Das Gesamtareal des Kantons beträgt 1011,6 km2, wovon aber 155,54 km2 auf Seen mit
über 10 ha Wasserfläche entfallen (der Anteil des Thurgaus
am Bodensee mit Untersee beträgt 154,78 km2). Somit verbleiben
an festem Boden 856,06 km2, wovon 9,7 km2 auf unproduktiven Boden entfallen. Der Thurgau
zählt 113221
Ew. oder 112 Ew. auf 1 km2 der Gesamtfläche (131 Ew. auf 1 km2 der festen Oberfläche). Sowohl der Fläche als der
Einwohnerzahl nach nimmt er den 12. Rang unter den Schweizerkantonen ein.
2. Orographie.
Der Thurgau
gehört ausschliesslich dem schweizerischen Mittelland an, das hier bloss im Gebiet des Hörnli Voralpencharakter
zeigt, sonst aber nicht als eigentliches Bergland bezeichnet werden kann. Die Höhenlage schwankt zwischen 400 m (Seeufer
und Unterlauf der Thur) und 1000 m (Allenwinden am Hörnli). Abgesehen vom Gebiet des Hörnli besitzt er keine eigentlichen Berge.
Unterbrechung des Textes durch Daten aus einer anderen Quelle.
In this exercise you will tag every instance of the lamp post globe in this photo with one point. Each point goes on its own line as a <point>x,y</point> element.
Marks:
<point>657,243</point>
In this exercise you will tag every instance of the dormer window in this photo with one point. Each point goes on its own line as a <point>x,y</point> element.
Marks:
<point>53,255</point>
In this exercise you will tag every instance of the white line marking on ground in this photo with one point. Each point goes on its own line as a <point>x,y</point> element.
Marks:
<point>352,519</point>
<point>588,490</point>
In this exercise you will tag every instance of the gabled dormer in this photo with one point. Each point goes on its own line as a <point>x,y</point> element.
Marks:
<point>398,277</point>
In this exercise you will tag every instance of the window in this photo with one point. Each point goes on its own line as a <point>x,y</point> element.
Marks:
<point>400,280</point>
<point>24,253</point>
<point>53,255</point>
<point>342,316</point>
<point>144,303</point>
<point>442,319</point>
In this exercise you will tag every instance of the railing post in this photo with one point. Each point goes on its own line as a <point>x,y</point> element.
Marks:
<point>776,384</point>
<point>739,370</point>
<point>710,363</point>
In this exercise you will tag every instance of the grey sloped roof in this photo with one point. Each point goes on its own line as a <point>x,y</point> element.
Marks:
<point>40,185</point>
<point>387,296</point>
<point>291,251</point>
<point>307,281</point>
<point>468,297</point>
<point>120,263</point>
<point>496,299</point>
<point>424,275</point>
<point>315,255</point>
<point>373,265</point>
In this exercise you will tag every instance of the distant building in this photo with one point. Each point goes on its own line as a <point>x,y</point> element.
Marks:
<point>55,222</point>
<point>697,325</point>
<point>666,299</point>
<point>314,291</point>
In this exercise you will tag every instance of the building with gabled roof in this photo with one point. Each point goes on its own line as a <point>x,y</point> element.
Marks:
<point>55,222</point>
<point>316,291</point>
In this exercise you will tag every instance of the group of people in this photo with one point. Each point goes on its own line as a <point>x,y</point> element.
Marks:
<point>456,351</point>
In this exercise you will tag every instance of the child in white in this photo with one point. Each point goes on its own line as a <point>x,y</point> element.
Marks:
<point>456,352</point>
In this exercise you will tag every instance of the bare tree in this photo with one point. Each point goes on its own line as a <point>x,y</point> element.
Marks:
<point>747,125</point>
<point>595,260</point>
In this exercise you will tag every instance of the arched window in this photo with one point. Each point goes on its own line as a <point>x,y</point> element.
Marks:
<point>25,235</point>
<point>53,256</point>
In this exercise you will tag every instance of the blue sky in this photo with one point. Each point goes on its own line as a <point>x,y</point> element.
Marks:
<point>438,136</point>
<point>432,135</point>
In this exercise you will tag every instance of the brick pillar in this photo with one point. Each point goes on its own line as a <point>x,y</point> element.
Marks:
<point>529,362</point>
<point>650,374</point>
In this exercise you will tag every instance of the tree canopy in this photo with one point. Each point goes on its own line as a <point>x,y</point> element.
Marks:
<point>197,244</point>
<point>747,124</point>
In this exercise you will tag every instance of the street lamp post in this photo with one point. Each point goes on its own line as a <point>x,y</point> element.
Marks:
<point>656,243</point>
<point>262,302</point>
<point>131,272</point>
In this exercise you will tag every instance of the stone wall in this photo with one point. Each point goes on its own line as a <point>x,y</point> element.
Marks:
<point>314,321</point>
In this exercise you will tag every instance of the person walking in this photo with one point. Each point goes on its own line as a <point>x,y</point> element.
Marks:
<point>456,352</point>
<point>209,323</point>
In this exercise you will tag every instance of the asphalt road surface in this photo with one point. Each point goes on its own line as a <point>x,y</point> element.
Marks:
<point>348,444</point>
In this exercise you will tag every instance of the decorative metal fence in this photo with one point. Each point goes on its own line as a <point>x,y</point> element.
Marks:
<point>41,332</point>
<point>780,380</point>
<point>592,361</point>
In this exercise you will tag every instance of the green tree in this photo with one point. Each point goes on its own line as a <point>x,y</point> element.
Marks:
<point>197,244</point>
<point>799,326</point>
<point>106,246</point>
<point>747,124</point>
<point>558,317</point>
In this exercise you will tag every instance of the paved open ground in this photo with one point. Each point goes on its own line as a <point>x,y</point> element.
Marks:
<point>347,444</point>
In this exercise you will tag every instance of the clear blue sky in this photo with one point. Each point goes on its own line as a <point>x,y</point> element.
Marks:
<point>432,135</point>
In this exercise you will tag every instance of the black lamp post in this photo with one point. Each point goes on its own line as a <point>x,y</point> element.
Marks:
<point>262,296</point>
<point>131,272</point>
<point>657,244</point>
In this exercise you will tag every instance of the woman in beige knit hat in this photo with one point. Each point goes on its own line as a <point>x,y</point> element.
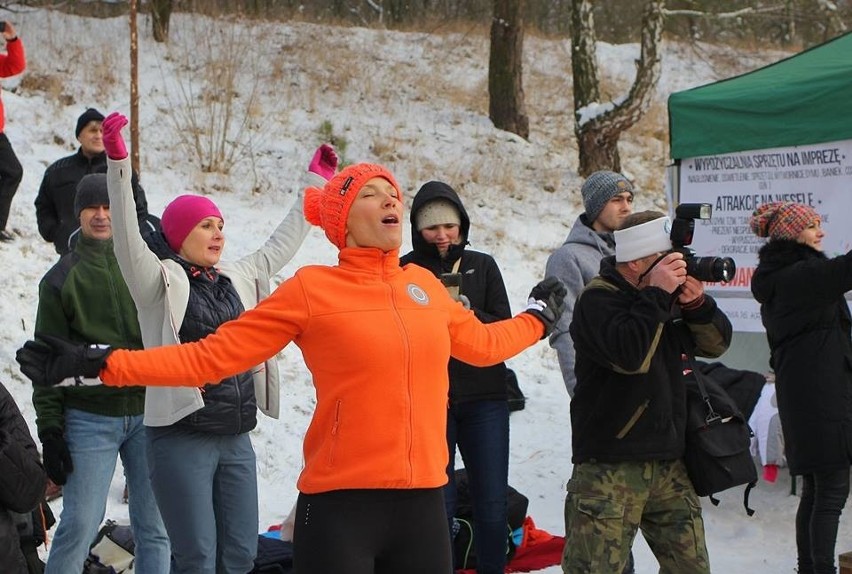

Niedrige und sanft geformte Hügel und Höhenzüge wechseln ab mit ebenen Flächen und lang gestreckten
Thalschaften, die wohl teilweise bis 2,5 km breit sein können, aber wenig tief eingeschnitten sind und die gleichen Namen
wie die betr. Gewässer tragen.
a) Nördl. Abschnitt. Der Bezirk Arbon ist, mit Ausnahme seines südl. Teils bei Freidorf-Roggwil, eben. Dann folgt das von Hessenreuti bis Romanshorn ziehende liebliche Aachthal. Nördl. davon beginnt bei Dozwil-Romanshorn ein leichter, beidseitig sanft geböschter Höhenzug, der, immer ansteigend und steiler werdend, sich dem ganzen See und Rhein entlang bis an die zürcherische Grenze bei Stammheim hinabzieht. Es ist dies der «Seerücken», der die Seegegend vom Thurthal trennt.
Seinen höchsten Punkt erreicht er bei Salen-Reutenen (723 m) zwischen Berlingen und Müllheim. Als südl. Ausläufer des Seerückens können der von Berg bis Märstetten sich erstreckende anmutige Ottenberg (684 m) und die von Debrunnen-Herdern an das rechte Thurufer begleitende Neunforner Höhe bezeichnet werden. Vom Seerücken getrennt wird der Ottenberg durch das kleine Kemmenthal, die Neunforner Höhe dagegen durch das fast flache Seebachthal mit den Hüttwilerseen. Als isoliert sich erhebende Hügel in diesem nördl. Kantonsteil sind endlich noch zu nennen der Rodelberg zwischen Etzwilen und Diessenhofen, sowie der waldige Kohlfirst zwischen Schlatt und Schaffhausen.
b) Mittlere Hügelregion. Die Hügelrücken südl. vom Aachthal sind der Räuchlisberg und der Lettenberg, letzterer zwischen Erlen-Sulgen und Heidelberg bei Hohentannen. Hier wird er von der Thur durchbrochen, setzt sich aber auf deren jenseitigem Ufer über den ganzen mittleren Kantonsteil links der Thur fort. Schliesslich verzweigt er sich in den langgestreckten Wellenberg zwischen Amlikon und Frauenfeld, sowie den mit diesem parallel laufenden Immenberg (710 m) mit dem stolzen Schloss Sonnenberg.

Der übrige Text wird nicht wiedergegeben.